With Parliament resuming after Waitangi Day, we may be about to see what real minority government looks like. While the past five governments have all been minority ones (the 1993 government due to pre-MMP party splits; the 1996 one following the breakup of NZ First, and the others intentionally), all have been fairly strong minorities. The 1999 Labour-Alliance minority coalition was able to dominate the select committees and rely on the Greens for legislative support; the 2002 Labour-Progressive minority government could usually find friends on the committees and could pick from three possible partners when trying to pass legislation. The present government isn't so lucky. The resurgence of the opposition, relatively small size of the minor parties, and looseness of support arrangements means that the government does not have a majority on any of the select committees, and this is already causing them problems. So far those problems have been limited to beginning embarrassing inquiries into TVNZ and the Department of Corrections, but it could extend to disrupting the government's legislative program. While a select committee recommendation to drop a bill could be overturned, given that such a recommendation would require the backing of at least one of the minor parties, there may not be a majority for the government to do so. The government will have to work very carefully indeed to build coalitions for every piece of legislation, and almost certainly make major concessions to the minor parties to get anything passed.
But that's not the half of it. While the government will still be able to dominate the Parliamentary agenda, the other parties have an avenue for pursuing agendas of their own, in the form of private member's bills. And given that the government does not have a legislative majority, it is entirely possible that bills introduced by National, ACT or NZFirst could end up passing. While the government is able to exercise a financial veto on anything which would have more than a "minor impact" on the crown's overall fiscal position or on the composition of a vote (ruling out tax-cuts and gutting or disestablishing ministries - at least if they're willing to lump the political cost), this still leaves the opposition and minor parties vast room to enact legislation. Criminal, employment and constitutional law are all entirely up for grabs, as are "moral issues", drug laws, and commercial law.

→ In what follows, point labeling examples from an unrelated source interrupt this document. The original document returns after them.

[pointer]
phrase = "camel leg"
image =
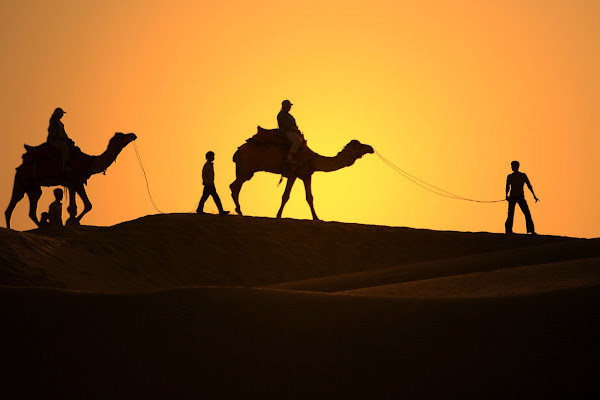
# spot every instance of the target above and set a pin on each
(18, 194)
(286, 194)
(309, 198)
(34, 195)
(236, 187)
(87, 204)
(72, 208)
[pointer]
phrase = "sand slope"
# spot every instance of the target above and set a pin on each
(179, 250)
(187, 306)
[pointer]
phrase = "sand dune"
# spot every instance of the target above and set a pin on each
(187, 306)
(243, 342)
(180, 250)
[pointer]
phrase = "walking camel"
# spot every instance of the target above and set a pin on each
(266, 151)
(40, 168)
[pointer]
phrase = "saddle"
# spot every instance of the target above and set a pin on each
(264, 137)
(44, 151)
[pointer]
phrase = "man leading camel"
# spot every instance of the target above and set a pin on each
(57, 137)
(287, 126)
(514, 186)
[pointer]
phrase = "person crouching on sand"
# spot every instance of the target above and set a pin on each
(54, 215)
(208, 180)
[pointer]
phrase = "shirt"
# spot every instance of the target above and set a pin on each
(516, 181)
(286, 122)
(208, 174)
(56, 130)
(55, 214)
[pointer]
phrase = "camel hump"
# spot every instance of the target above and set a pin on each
(42, 152)
(267, 136)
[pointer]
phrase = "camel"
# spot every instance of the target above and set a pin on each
(40, 168)
(266, 152)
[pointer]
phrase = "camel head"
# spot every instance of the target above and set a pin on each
(357, 149)
(120, 140)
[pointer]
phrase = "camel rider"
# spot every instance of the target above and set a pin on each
(287, 126)
(57, 137)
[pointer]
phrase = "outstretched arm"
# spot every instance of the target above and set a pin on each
(531, 188)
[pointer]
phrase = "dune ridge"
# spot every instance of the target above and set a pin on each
(188, 306)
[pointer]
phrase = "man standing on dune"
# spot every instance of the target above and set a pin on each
(514, 185)
(208, 180)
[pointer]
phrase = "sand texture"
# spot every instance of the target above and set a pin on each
(188, 306)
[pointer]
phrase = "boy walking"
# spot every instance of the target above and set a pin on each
(208, 180)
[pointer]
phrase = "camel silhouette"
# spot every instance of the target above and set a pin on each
(41, 168)
(266, 152)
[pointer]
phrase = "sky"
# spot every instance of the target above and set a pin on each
(450, 91)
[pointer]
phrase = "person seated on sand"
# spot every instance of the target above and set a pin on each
(57, 137)
(208, 180)
(45, 220)
(289, 128)
(514, 184)
(54, 215)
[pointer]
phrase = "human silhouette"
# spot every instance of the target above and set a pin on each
(514, 185)
(54, 215)
(57, 137)
(208, 180)
(289, 128)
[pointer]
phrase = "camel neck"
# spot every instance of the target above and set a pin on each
(101, 162)
(329, 164)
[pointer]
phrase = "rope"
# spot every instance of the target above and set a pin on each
(137, 152)
(424, 185)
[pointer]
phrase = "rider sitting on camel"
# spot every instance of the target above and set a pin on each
(57, 137)
(289, 128)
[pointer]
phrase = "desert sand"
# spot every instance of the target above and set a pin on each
(205, 306)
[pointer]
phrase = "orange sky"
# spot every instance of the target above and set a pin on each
(450, 91)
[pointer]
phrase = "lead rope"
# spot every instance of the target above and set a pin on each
(137, 152)
(425, 185)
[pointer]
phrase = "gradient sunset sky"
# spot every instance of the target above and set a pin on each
(449, 91)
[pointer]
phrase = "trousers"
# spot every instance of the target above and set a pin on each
(295, 139)
(512, 202)
(210, 190)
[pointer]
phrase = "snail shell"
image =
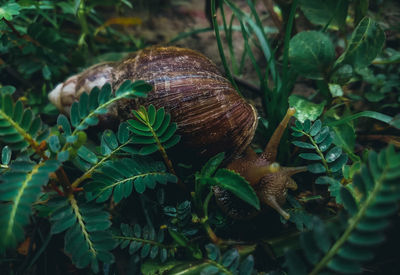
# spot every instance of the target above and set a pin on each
(210, 114)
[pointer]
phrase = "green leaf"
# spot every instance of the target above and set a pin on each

This makes the private member's bill ballot far more important then it was previously. Unfortunately, it's one of the few areas of Parliamentary business about which there is relatively little information. A list of bills in the ballot is published in the Parliamentary Bulletin - but only in hardcopy, and only after the draw has been held. Meaning that the public has no way of knowing in advance what might be in there, and no way of holding our representatives to account for it. This has to change, and I've written to the Clerk to try and get more information put online. In the meantime, I'll try and get information out of MPs on their bills (those of them I know about) and try and inform people of what they're trying to do.
I should also note that, statistically, National has good odds of getting a bill drawn. The last ballot had 28 bills in it, and 11 of them were from National (perversely, two of the three bills drawn were from ACT). If they used their full allocation of 48 bills (one per MP), then the odds would be massively in their favour. This suggests that Labour backbenchers should be submitting private member's bills, if only to reduce the odds of an opposition bill being drawn. Though ideally, I'd prefer it if they used such bills to try and advance progressive causes as well. Currently only Darien Fenton and Maryan Street are doing this at the moment, with bills to adjust the minimum wage and alter residential tenancy laws, but I'd certainly like to see more of them make a go of it. And if anyone is in need of a bill to submit, how about repealing the archaic crime of sedition?